We integrated single-cell and spatial transcriptomics to analyze CD4+ T cell heterogeneity and identify cell death-associated genes. Key candidates were experimentally validated via qPCR and Western blotting in independent HGSOC cohorts. Furthermore, a T cell–tumor cell co-culture system was employed for functional validation of candidate gene effects on tumor behavior.

Results

To comprehensively characterize the heterogeneity of CD4+ T cells in HGSOC, we performed an integrated analysis including inferCNV, pseudotime trajectory, SCENIC transcription regulatory networks, and hdWGCNA. This multi-omics approach defined distinct CD4+ T cell subgroups and identified key regulons. Notably, a co-expression network module derived from hdWGCNA was leveraged to construct a prognostic model, which demonstrated significant predictive power for patient survival. Spatial transcriptomic analysis identified co-localized niches of IL7R+CD4+ T cells and Tregs, exhibiting highly concordant gene expression with scRNA-seq data.
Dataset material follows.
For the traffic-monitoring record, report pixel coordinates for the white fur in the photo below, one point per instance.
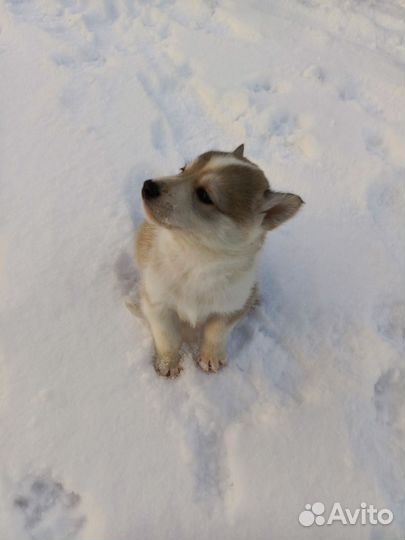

Orthogonal validation confirmed significant dysregulation of MAL (p < 0.001) and ANXA1 (p < 0.001) in HGSOC. Critically, in vitro co-culture experiments demonstrated that silencing MAL in T cells significantly suppressed ovarian cancer cell proliferation, migration, and invasion, highlighting its functional role in modulating the tumor microenvironment.

Conclusion

Our findings elucidate mechanisms of cell death-associated genes in CD4+ T cell subgroups, with experimentally grounded biomarkers offering therapeutic options for HGSOC.